Marion: There’s a way to manipulate the comic book genre. The writing can go one way toward strong women, while the art can keep going the opposite direction toward completely sexualizing women and undermining the actual story.
There is [also] the idea of cover art. There’s a book that’s a mystery story written about fandom at science fiction cons where somebody gets murdered. It was a hard science novel, but the publisher retitled it Bimbos of the Death Sun and put a woman with big boobs on the cover. It didn’t change the content of the book, and once you get past the covers, you’re back into the writer’s vision. There is that advantage. I studiously avoid best sellers.
In terms of personal identity, what does being a geek mean to you?
Cynthia: It took me a while to figure it out, but I’m asexual, and when I was younger I just wanted to be normal because I came from such a horrific background. In terms of being a nerd, as a child, I always identified with the male protagonist because that was the hero, right? It’s kind of hard for me to understand people who are always struggling to find someone to have sex with, but it’s never been a problem finding people to identify with. I just identified with the protagonist; I want to be a hero and I want to save lives. It’s extremely satisfying now that I found it.
Marion: Going back to this time when there wasn’t even that much science fiction out there, it was very male-oriented. I remember the first things that I ever wrote were what I would now call fanfic, and I was rewriting stories to take the male protagonists and make them female protagonists. I was doing that by about eight or nine years old.
I went through a phase in college when I was very embarrassed [about being a geek], so I was curious if that was something that was ever a problem for either of you?

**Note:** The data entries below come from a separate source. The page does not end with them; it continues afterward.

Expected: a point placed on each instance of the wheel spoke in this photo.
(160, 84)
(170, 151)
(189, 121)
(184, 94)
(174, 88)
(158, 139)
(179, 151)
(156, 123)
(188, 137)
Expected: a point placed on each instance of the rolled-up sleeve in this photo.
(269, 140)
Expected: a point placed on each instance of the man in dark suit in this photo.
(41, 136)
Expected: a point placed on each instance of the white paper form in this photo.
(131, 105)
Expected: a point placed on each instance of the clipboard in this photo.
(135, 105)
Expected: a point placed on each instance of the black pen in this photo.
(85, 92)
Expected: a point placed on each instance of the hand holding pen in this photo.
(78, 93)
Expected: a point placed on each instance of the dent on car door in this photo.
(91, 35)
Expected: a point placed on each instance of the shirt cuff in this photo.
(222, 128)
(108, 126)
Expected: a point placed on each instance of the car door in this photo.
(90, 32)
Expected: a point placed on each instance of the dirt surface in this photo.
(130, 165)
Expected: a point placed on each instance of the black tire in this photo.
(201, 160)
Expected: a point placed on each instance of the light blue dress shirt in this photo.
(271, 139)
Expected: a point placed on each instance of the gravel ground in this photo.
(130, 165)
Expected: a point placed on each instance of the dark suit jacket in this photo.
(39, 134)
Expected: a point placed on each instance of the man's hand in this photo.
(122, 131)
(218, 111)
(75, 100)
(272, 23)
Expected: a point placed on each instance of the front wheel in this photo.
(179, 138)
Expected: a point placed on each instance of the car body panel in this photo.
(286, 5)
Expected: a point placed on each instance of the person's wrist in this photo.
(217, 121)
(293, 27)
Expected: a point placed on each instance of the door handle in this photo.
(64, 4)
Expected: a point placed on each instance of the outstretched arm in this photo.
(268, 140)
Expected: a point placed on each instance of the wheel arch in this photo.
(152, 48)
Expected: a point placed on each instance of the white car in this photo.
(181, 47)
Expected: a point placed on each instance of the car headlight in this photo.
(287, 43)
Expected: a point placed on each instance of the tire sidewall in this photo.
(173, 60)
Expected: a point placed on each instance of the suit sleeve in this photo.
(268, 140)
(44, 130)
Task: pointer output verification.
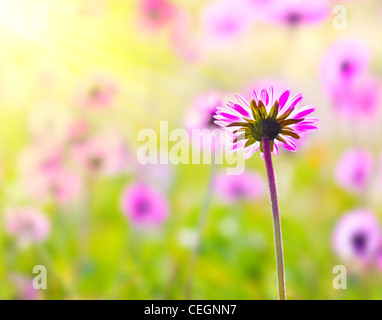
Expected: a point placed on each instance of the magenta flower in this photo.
(103, 154)
(354, 170)
(155, 14)
(234, 188)
(357, 237)
(27, 224)
(45, 176)
(344, 63)
(24, 288)
(225, 19)
(97, 92)
(144, 205)
(281, 119)
(61, 185)
(298, 12)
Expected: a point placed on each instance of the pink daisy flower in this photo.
(248, 186)
(155, 14)
(297, 12)
(345, 62)
(60, 185)
(105, 154)
(357, 236)
(144, 206)
(354, 170)
(282, 119)
(360, 100)
(27, 224)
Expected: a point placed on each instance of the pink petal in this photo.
(264, 97)
(241, 110)
(304, 112)
(283, 98)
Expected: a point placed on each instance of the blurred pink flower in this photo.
(248, 186)
(346, 61)
(60, 185)
(27, 224)
(144, 205)
(360, 100)
(39, 158)
(155, 14)
(354, 170)
(225, 19)
(200, 115)
(159, 175)
(184, 42)
(297, 12)
(78, 131)
(96, 92)
(105, 154)
(357, 236)
(45, 176)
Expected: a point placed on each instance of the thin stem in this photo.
(201, 223)
(276, 219)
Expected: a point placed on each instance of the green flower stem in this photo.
(276, 219)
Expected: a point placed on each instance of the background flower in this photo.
(357, 236)
(144, 206)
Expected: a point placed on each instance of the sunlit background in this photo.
(80, 79)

Cynthia: I was an abused kid who was abandoned by my parents when I was 15. All through my life, I’ve always drawn pictures and people have treated me like royalty, in the roughest circumstances. [Seeing Star Wars] gave me a reason to live. I was abandoned, in with these rough kids, and all I was was a nerd and a ballet dancer. I was in hell, but then [my childhood friend] took me to see Star Wars. That saved my sanity. I guess I got to pay it back by drawing a Star Wars comic later in life, which I couldn’t believe; it was just such a circle. Being a nerd has always been a better thing for me. Bad kids used to not beat me up when I let them know, strategically, that I could draw. I know that if I’m ever on the prison planet, and I let people know that I can make the great tattoos, I will survive, I will be the overlord.
Society doesn’t reward artists with money, but [it does] level them up in societal acceptance. I’ve been in the houses of billionaires who liked my comic book work. They consider us magical. If you have the art, you are magic. I only fell into comics because it was the only thing I knew how to do. I went through hell, and then I was just discovered.
How does liking geeky stuff influence other parts of your life, like work, hobbies, friends, parenting?
Marion: I have had very few friends who I didn’t find through books or some other kind of fandom. That’s kind of been it. There were a few people I worked with and stuff. Obviously I had a wonderful family, but I was just the kid who read books all the time and didn’t really have friends. When I did find them it was through books. I remember thinking, when I was a little kid, that the only way I knew that there were people who could actually be my friends out there was that somebody else was reading these books and definitely they were writing them. If I could just find those people, maybe I could have real friends.
What is your #1 favorite thing to watch, read or listen to right now?
Cynthia: Nonfiction. Disasters. The Lusitania.
Marion: I’ve been reading political stuff mostly, and picked up a couple novels by all time favorite authors. That’s it.